Namun, lebih sering kita mendapati sains itu dingin, tidak membuat kita terinspirasi; kegunaan dari temuan-temuan ilmiah tidak memantik keluhuran dalam diri kita, meskipun sangat memikat dan terasa mendesak godaannya bagi hasrat-hasrat rendahan kita. Namun yang salah bukanlah sains itu sendiri - secara religius, bisa kita bilang sains sebagai modus pewahyuan kebenaran yang dikaruniakan pada generasi kita? - melainkan cara kita mempresentasikan sains lewat fakta dan angka dan demonstrasi yang maknanya bagi audiens betul-betul sebatas pernyataan ilmiah itu saja, tanpa pernah mepertunjukkan keajaiban dan agungnya cakupan makna dari hukum alam yang disingkapkannya. ~Charlotte Mason, vol.6, hlm.318
Sains nya ga salah, gapapa loh belajar sains, tapi di sini Charlotte Mason menegaskan bahwa menjadi salah jika cara belajarnya hanya berfokus pada fakta, angka, dan demonstrasi saja tanpa menunjukkan keajaiban alam semesta karena sejatinya selain menjadi sebuah ilmu, sains itu sendiri disebut sebagai sarana untuk menyampaikan kebenaran hukum alam. Indah banget ya penggambaran bu Charlotte soal sains ini.
Hari ini, bahasan itu semakin diperdalam lagi.
bahwa kita semua ikut bersalah bahkan untuk pelanggaran yang dilakukan individu tertentu; dan sedikit banyak kita meyakini omongan itu karena para leluhur kita telah mengatakannya; demikianlah dulu para nabi merendahkan diri mereka di hadapan TUHAN, dan meratapi dosa bangsanya sebagai dosanya sendiri yang amat besar. Kita pun merunduk saat menerima hajaran, tapi sejatinya sikap kita masih kabur dan, dalam hal ini, tidak tulus. ~Charlotte Mason, vol.6, hlm.318-319
Kosong, disebutkan bahkan moment pertobatan sudah terasa jadi cuma rutinitas saja cuma tradisi - merunduk menerima hajaran tapi sikapnya tidak berubah karena tidak tulus.

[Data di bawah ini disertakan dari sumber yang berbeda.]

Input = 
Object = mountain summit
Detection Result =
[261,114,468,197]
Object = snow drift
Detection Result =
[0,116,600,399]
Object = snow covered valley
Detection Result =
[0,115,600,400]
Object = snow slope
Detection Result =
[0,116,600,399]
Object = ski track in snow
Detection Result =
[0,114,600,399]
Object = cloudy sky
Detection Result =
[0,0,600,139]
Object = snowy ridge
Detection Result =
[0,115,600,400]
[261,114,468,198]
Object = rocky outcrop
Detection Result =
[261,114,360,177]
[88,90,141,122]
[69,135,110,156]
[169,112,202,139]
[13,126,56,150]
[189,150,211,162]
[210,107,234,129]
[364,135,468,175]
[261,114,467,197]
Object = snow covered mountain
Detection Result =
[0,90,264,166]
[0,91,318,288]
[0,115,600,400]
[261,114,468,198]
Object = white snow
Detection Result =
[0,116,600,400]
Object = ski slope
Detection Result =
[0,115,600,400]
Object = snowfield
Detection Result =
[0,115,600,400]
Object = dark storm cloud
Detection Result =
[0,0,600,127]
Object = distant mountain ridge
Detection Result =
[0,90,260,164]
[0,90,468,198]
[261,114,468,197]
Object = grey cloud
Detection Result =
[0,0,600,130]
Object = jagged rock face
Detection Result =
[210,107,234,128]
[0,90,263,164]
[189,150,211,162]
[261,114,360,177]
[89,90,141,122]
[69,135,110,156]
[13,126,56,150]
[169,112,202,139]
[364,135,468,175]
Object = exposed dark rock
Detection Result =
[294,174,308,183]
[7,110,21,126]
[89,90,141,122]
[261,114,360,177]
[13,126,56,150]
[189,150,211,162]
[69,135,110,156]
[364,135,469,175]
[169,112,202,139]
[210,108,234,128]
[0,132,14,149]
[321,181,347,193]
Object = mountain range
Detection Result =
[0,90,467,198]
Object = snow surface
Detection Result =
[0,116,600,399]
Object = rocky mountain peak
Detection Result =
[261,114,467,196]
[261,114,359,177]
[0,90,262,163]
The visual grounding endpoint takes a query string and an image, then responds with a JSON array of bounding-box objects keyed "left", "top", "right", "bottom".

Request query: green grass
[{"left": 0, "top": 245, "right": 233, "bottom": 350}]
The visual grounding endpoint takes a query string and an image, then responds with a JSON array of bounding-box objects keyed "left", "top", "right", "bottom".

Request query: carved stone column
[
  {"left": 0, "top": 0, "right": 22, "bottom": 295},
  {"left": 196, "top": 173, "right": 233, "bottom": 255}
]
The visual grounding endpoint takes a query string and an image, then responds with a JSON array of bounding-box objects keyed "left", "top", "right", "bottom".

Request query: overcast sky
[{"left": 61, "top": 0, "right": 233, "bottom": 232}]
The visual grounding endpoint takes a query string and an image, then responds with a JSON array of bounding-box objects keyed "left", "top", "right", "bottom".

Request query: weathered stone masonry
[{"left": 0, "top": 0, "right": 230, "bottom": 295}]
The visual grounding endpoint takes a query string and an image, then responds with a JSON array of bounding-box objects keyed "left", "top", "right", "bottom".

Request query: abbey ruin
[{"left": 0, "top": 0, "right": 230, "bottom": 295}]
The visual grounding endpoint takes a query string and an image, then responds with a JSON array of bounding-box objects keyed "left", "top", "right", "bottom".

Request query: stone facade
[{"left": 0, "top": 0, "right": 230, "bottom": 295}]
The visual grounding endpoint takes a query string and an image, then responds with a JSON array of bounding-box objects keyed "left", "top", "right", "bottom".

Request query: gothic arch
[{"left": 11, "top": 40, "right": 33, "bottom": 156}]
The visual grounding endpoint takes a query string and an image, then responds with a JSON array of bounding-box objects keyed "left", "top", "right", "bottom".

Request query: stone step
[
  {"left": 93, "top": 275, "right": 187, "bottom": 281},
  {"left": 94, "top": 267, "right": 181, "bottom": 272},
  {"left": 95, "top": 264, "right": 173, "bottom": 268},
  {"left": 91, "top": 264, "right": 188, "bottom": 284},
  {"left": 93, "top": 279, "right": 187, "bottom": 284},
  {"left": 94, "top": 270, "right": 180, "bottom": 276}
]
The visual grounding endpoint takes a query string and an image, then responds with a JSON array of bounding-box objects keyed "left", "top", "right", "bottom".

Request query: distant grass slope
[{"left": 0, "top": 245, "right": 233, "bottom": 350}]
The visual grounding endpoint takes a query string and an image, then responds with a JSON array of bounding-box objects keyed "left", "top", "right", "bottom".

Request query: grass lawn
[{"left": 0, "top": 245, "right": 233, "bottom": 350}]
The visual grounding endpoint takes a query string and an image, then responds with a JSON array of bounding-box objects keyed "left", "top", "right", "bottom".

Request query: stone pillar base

Maka proses belajarpun juga diibaratkan serupa - cuma sebagai tradisi turun temurun diterima ilmunya, sudah cukup. Kehampaan melahirkan kehampaan, begitu tulis Charlotte Mason pada paragraf berikutnya, maka tradisi "kosong" seperti ini ya terus berlanjut dari generasi ke generasi. Manusia semakin lupa bahwa hidup bukan hanya untuk memenuhi kebutuhan jasmani saja (dalam bacaan disebut soal "roti"), tidak lagi menganggap penting nilai apapun kecuali uang, anak muda tak lagi punya visi, "selama ada uang di dalamnya" hayuklah kerjakan, apa itu renjana? Kalau tidak menghasilkan uang, buat apa.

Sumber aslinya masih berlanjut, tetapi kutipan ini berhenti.